After defining the phases, you move to the Phase Interaction tab. Here, under the Forces sub-tab, you will configure your drag models. The drag force describes the friction between the phases. For a simple Mixture multiphase Fluent example with small, round particles, the schiller-naumann model is a good starting point. For other cases, like the bubble column, the Grace drag law is a better choice. Getting the drag and slip velocity correct is essential for accurate results, especially in complex simulations like a two-phase ejector considering slip velocity. Following these steps will allow you to set up a wide variety of multiphase problems, from simple bubbly flows to advanced heat transfer simulations like two-phase nanofluid forced convection or designing a nanofluid minichannel heat sink.

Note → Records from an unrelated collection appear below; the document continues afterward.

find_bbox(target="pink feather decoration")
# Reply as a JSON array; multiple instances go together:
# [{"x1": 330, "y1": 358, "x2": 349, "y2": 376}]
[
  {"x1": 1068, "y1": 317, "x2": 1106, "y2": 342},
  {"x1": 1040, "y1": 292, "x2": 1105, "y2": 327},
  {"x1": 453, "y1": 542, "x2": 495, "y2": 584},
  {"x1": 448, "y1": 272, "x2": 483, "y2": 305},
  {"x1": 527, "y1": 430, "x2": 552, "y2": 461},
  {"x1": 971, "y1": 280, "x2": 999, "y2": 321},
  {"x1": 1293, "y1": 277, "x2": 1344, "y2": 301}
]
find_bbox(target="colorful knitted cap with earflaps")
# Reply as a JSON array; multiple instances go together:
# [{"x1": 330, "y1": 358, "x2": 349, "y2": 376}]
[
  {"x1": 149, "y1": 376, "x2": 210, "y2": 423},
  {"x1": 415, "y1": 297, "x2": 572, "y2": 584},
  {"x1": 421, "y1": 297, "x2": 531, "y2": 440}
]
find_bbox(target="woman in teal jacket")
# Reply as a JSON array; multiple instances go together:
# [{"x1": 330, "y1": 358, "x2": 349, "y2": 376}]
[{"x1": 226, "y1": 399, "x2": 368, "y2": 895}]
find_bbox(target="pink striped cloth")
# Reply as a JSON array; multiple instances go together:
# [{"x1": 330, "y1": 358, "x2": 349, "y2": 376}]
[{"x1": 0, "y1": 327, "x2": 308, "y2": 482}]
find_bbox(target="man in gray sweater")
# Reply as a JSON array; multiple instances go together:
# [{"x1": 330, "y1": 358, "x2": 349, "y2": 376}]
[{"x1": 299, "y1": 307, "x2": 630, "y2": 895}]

Figure 5: 3 VALIDATION examples showing the correct employment of Mixture multiphase model in ANSYS Fluent
Conclusion
The Mixture Model is a powerful and efficient tool for your multiphase flow simulation toolbox. Its main advantage is offering a perfect balance: it is much faster than the complex Eulerian model but still captures the important effect of slip velocity between phases. This makes the Mixture multiphase CFD approach ideal for a wide range of industrial problems where phases are mixed but move at different speeds, such as bubbly flows, sedimentation, and flows with light particle loading.
As we have seen, setting up the Mixture model fluent is a clear, step-by-step process. By correctly defining your phases, interactions, and turbulence, you can get accurate results without the high computational cost of more complex models. For the right application, it is an excellent choice that saves you time and resources.